Юношеский порыв к самоопределению и чувство радости бытия – «для жизни жизнь любя», мотив, повторенный им в другом стихотворении («Череп»): «Живи, живой, спокойно тлей, мертвец…»; «Пусть радости живущим жизнь дарит, а смерть сама их умереть научит» – не получил дальнейшего развития в поэзии Баратынского. Возможно было, что, оглянувшись на прошлое, утвердившись в положении «я вечен для себя», испытав необычные обстоятельства в свои молодые годы, сам перейдя рубеж «познания добра и зла», спустившись вниз и вновь поднявшись, он выступил бы обличителем условий жизни и той среды, где так легко погибнуть человеку, общества, на которое он имел возможность посмотреть и со стороны, сам принадлежа ему, но сатира была совершенно не в характере Баратынского. Он сам об этом заявил в послании к другу, оправдываясь тем, что и «судьбина» даровала ему миролюбивый нрав, что он не верит в людскую благодарность за изобличения и, наконец, что людей не переделаешь и свет не переиначишь, так же, как бесплодно было бы сказать «осине: дубом будь, иль дубу: будь осиной».

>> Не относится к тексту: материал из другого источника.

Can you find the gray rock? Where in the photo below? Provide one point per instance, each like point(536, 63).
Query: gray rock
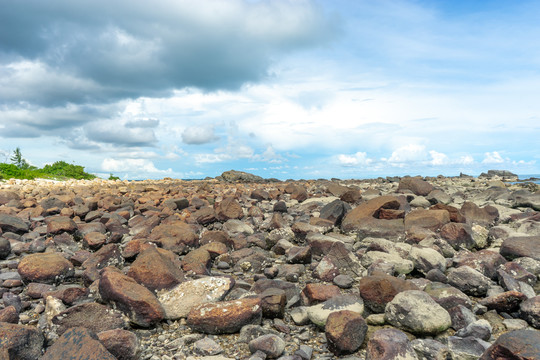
point(415, 311)
point(468, 280)
point(272, 345)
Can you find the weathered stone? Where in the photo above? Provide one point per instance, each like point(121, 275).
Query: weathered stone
point(78, 343)
point(156, 269)
point(345, 331)
point(389, 344)
point(46, 268)
point(429, 219)
point(178, 301)
point(122, 344)
point(416, 185)
point(475, 215)
point(93, 316)
point(315, 293)
point(515, 345)
point(12, 224)
point(530, 311)
point(20, 341)
point(136, 301)
point(225, 316)
point(271, 345)
point(415, 311)
point(228, 209)
point(379, 290)
point(58, 224)
point(468, 280)
point(318, 314)
point(521, 246)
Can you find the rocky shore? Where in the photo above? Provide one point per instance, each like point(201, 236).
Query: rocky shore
point(242, 268)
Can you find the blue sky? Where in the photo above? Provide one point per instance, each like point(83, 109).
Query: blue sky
point(284, 89)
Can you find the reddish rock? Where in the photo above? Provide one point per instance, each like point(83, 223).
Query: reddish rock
point(122, 344)
point(78, 343)
point(9, 223)
point(476, 215)
point(108, 255)
point(455, 214)
point(45, 267)
point(136, 301)
point(379, 290)
point(260, 194)
point(156, 269)
point(530, 311)
point(458, 235)
point(177, 236)
point(94, 240)
point(92, 316)
point(351, 196)
point(416, 185)
point(9, 314)
point(521, 246)
point(485, 261)
point(197, 261)
point(69, 295)
point(389, 344)
point(228, 209)
point(429, 219)
point(226, 316)
point(20, 341)
point(58, 224)
point(315, 293)
point(345, 331)
point(515, 345)
point(273, 301)
point(215, 236)
point(508, 301)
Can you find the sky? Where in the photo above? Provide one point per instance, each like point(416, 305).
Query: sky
point(287, 89)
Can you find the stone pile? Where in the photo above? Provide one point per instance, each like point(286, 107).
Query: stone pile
point(410, 268)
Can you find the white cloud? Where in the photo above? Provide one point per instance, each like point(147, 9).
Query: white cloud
point(493, 158)
point(197, 135)
point(438, 158)
point(408, 153)
point(360, 158)
point(132, 166)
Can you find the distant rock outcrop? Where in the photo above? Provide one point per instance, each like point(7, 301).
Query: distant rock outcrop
point(239, 176)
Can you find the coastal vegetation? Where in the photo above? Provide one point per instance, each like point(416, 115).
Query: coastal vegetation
point(19, 168)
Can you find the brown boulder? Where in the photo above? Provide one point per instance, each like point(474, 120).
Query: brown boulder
point(58, 224)
point(379, 290)
point(92, 316)
point(176, 236)
point(197, 261)
point(416, 185)
point(315, 293)
point(516, 345)
point(428, 219)
point(521, 246)
point(476, 215)
point(78, 343)
point(226, 316)
point(122, 344)
point(228, 209)
point(45, 268)
point(345, 331)
point(20, 341)
point(458, 235)
point(136, 301)
point(156, 269)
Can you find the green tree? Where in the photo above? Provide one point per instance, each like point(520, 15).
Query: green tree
point(18, 160)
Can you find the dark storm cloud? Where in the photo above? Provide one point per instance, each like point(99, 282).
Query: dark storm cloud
point(97, 51)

И виденье свободы, о которой шла речь в кругу декабристов, с которыми на время сблизился Баратынский, было для него лишь мимолетным: «Все прекрасное, все опасное нам пропела ты». Но позже он слагает стихотворение «К чему невольнику мечтания свободы?» Он впал в тон красивой грусти при некоторой общей разочарованности в возможном полном счастье на земле.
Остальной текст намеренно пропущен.